Chapter 5 The Linear Model I: Linear Regression

In the next few Chapters, we will learning about a workhorse tool of analytics: the linear model, which allows us to run linear regression models that we can use to estimate simple trends and look at how some variables in our data may affect other variables. The linear model is a key tool used in many fields, from psychology, economics, linguistics, business, as well as in some physical sciences like ecology. Thus, it is an essential part of the data scientist’s toolkit.

In this Chapter, we will be going over linear regression with one or more independent variables, to predict a continuous dependent variable.
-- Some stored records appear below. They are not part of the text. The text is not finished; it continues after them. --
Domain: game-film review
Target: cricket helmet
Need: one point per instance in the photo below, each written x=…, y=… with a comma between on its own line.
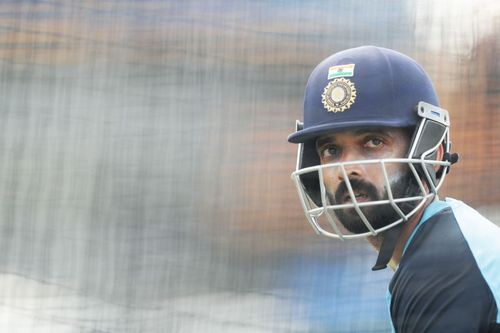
x=366, y=87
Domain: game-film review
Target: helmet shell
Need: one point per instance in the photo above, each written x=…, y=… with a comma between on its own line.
x=387, y=86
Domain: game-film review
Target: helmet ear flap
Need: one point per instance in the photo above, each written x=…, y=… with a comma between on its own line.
x=310, y=180
x=428, y=136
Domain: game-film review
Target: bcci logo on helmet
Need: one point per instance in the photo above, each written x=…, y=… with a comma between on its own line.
x=339, y=95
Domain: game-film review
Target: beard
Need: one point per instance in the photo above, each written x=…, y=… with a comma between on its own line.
x=378, y=215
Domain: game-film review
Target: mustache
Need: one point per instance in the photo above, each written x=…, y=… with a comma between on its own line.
x=358, y=185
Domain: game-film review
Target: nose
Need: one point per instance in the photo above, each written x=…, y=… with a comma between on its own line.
x=354, y=170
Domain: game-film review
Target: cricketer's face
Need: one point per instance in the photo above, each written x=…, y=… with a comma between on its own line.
x=367, y=180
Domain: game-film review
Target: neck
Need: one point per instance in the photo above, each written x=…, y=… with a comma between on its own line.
x=406, y=231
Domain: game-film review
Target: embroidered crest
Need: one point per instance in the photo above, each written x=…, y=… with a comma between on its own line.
x=339, y=95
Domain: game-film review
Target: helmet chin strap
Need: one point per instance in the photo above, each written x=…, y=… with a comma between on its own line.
x=387, y=247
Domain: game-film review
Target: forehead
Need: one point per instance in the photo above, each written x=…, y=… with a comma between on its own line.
x=351, y=135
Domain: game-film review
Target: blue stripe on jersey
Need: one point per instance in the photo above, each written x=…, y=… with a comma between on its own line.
x=483, y=238
x=434, y=208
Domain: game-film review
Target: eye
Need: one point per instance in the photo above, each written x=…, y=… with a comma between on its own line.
x=374, y=143
x=328, y=152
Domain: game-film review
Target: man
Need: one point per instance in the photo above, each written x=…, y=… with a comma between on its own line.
x=374, y=150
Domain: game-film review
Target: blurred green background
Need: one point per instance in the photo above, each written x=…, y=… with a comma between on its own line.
x=144, y=175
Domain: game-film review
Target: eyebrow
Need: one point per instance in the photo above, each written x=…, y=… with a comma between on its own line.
x=362, y=131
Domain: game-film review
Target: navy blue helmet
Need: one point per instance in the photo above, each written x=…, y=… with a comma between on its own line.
x=371, y=87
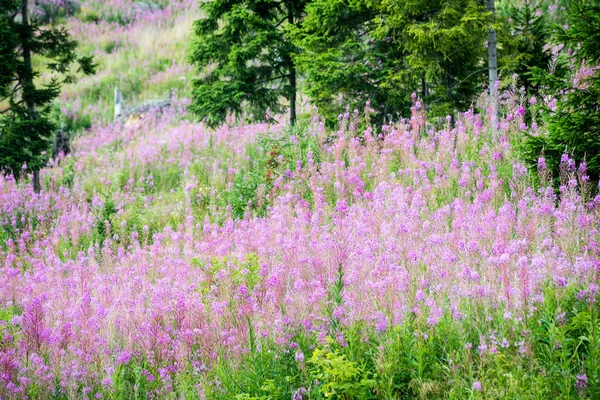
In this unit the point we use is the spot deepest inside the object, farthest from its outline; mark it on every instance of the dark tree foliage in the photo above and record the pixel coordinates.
(524, 37)
(26, 130)
(381, 51)
(244, 55)
(347, 63)
(573, 123)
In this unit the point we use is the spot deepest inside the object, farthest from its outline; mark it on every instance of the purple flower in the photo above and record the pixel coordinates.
(581, 381)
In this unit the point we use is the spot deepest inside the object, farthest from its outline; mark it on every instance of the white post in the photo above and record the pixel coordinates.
(493, 70)
(118, 103)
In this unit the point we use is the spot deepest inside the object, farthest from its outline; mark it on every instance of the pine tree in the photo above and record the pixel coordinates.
(572, 91)
(243, 52)
(381, 51)
(524, 38)
(346, 63)
(25, 127)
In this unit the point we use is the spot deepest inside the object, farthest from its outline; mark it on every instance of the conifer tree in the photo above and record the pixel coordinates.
(526, 34)
(245, 57)
(25, 126)
(572, 91)
(382, 51)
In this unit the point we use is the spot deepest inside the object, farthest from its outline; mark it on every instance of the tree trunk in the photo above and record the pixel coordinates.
(28, 86)
(292, 77)
(493, 69)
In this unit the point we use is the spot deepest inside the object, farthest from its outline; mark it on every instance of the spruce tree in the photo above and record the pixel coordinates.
(356, 51)
(245, 58)
(26, 129)
(526, 33)
(572, 92)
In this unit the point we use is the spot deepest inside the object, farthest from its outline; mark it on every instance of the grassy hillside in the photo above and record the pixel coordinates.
(167, 260)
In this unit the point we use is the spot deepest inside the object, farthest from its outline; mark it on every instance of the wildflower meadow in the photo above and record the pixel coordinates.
(411, 257)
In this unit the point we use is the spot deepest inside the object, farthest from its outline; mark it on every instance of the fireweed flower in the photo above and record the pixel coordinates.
(581, 381)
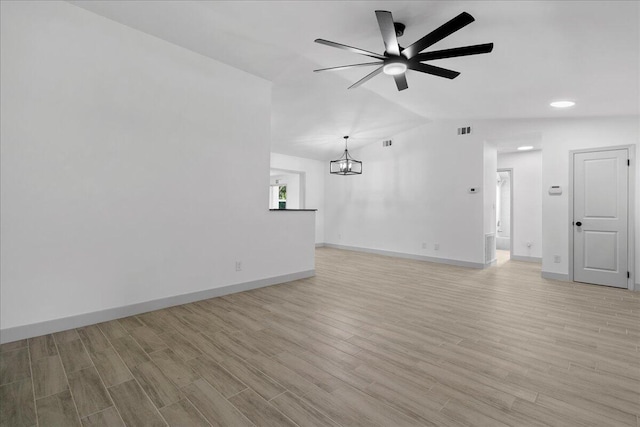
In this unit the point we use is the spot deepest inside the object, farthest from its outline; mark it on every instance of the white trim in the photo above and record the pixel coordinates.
(459, 263)
(526, 258)
(56, 325)
(556, 276)
(631, 203)
(510, 170)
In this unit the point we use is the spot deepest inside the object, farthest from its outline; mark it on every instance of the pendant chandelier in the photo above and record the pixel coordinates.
(345, 165)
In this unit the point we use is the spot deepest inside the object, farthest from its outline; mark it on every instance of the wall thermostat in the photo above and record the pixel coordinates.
(555, 189)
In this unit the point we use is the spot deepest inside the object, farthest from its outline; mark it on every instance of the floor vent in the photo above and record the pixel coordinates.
(489, 248)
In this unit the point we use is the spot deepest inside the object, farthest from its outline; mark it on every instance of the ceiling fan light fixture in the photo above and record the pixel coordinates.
(394, 68)
(562, 104)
We will also discuss how to interpret the output of a simple regression model, and discuss the case of categorical independent variables.

The learning objectives for this chapter are:

  • Readers should be able to understand and be able to use both simple and multiple regression to estimate simple trends.

  • Readers should be able to interpret the output of a regression model, including regression coefficients, confidence intervals, hypothesis testing about coefficients, and goodness-of-fit statistics.

  • Readers should be able to interpret the meaning of dummy-coded variables used to model categorical independent variables.

# Load the libraries we'll use in this chapter
library(tidyverse) 

I’ve also made up some simulated data just for the next few sections that we will use to illustrate linear regression. Below is the code I used to generate df1: \(X\) is just a vector from 0 to 10, and \(Y\) is an affine transformation of \(X\) with some random noise added.

set.seed(1)
df1 = data.frame(X=c(seq(0,10)))
df1$Y = -2 + df1$X*2 + rnorm(n=nrow(df1), mean=0, sd=1)